MAKE A MOVE Don't just go get a new job. It's the single biggest mistake everyone makes. You tell yourself it's about "having a job" or "getting a paycheck" but it isn't. Instead, look at those values. They are the key to everything. When you walk out that door, what are you losing and what do you stand to gain? You're losing a paycheck, sure. But maybe you're gaining the time to be creative, and exercise, and travel. Your task is to look at what's on the page and decide if having these will serve you better than what you've currently got. There's no scoring system I can give you that will give you a definitive go or no go. You'll have to check in with your gut and trust what it has to say. When it comes to your values, your gut doesn't lie and, because of that absolute gut truth, you'll likely be left with one of the following:
I NEED TO STAY. BUT I'M STILL STRUGGLING. If this is you, start finding ways to honor those values that are being stifled. Need community and the job isn't cutting it? Find it elsewhere. No job or relationship or church or hobby can give you everything you need and it's ok if you need to go moonlighting. It's also ok to ask your boss for help. Some people are asking for leaves of absence because they don’t hate their job but they’re too exhausted to do it well right now. Is that you? Ask for it! What’s the worst that can happen? If you can work together to fix it, you'll benefit from being yourself again and your boss will benefit from having someone who's more productive and probably more pleasant to be around.

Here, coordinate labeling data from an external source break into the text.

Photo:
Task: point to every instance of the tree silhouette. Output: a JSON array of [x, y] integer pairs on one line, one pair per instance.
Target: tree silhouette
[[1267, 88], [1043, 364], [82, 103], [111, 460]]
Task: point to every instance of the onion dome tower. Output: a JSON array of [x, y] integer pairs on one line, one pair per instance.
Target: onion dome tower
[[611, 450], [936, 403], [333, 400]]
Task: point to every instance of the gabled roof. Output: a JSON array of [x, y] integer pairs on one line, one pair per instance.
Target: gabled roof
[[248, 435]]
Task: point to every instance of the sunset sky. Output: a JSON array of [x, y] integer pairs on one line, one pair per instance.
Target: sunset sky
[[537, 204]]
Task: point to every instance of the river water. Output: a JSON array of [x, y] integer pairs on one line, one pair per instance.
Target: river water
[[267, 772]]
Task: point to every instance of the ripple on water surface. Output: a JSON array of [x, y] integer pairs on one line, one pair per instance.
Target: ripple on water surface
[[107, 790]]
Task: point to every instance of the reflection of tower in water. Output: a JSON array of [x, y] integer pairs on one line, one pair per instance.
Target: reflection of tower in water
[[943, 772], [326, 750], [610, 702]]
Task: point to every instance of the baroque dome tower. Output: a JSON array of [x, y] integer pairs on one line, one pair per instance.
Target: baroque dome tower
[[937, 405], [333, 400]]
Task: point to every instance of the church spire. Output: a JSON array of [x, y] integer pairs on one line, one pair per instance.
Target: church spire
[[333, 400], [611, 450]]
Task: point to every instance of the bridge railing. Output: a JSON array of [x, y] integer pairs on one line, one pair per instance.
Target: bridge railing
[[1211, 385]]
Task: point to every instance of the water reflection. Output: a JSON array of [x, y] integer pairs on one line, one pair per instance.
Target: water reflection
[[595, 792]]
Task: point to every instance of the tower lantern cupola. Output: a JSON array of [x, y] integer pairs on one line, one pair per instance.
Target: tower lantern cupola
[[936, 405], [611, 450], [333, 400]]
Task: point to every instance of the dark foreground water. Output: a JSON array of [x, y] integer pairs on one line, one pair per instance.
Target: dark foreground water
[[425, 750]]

IT'S TIME TO QUIT. Well you know what to do. But do it in a way that honors who you're trying to be. No matter what, the most important part of leaving is to start working immediately on something that will serve you better than the job did. Don't just go get another job because you need a job. Go do something that scratches the itch that’s in need of scratching. That might not even be a job right now. It might be a 3 month nap or a trip or quality time with your family that you've been missing. I cannot understate this: you're not leaving your job because you need a new job. You're leaving because you need something that your job can't offer right now. Those are two different things. If you just jump to something because it's something, the pattern will repeat until you learn the lesson.
Bottom Line: It's ok to quit and it's probably a great time. A lot of others will be leaving soon and leaving space for you to step into something that feels better. And don't worry about why someone else left - one person's trash really can be another's treasure. Many people will tell you not to leave your job without having another one lined up. That's silly. Get the idea of "I need a job" out of the way so you can consider the needs and values that job fulfills. Starting with "I need money to pay my bills, a sense of purpose, and a community" will guide you to a much better place. And of course, it's ok to stay and start advocating for the changes you need to be happy. Either way, it will never hurt you to check in with your values. If you don't or if you just quit without understand why you're quitting, you'll inevitably recycle yourself into more pain. If you get it right, there is a promise of reinvigorating yourself and your work so that the hours you spend contributing to society actually fill your tank instead of depleting it.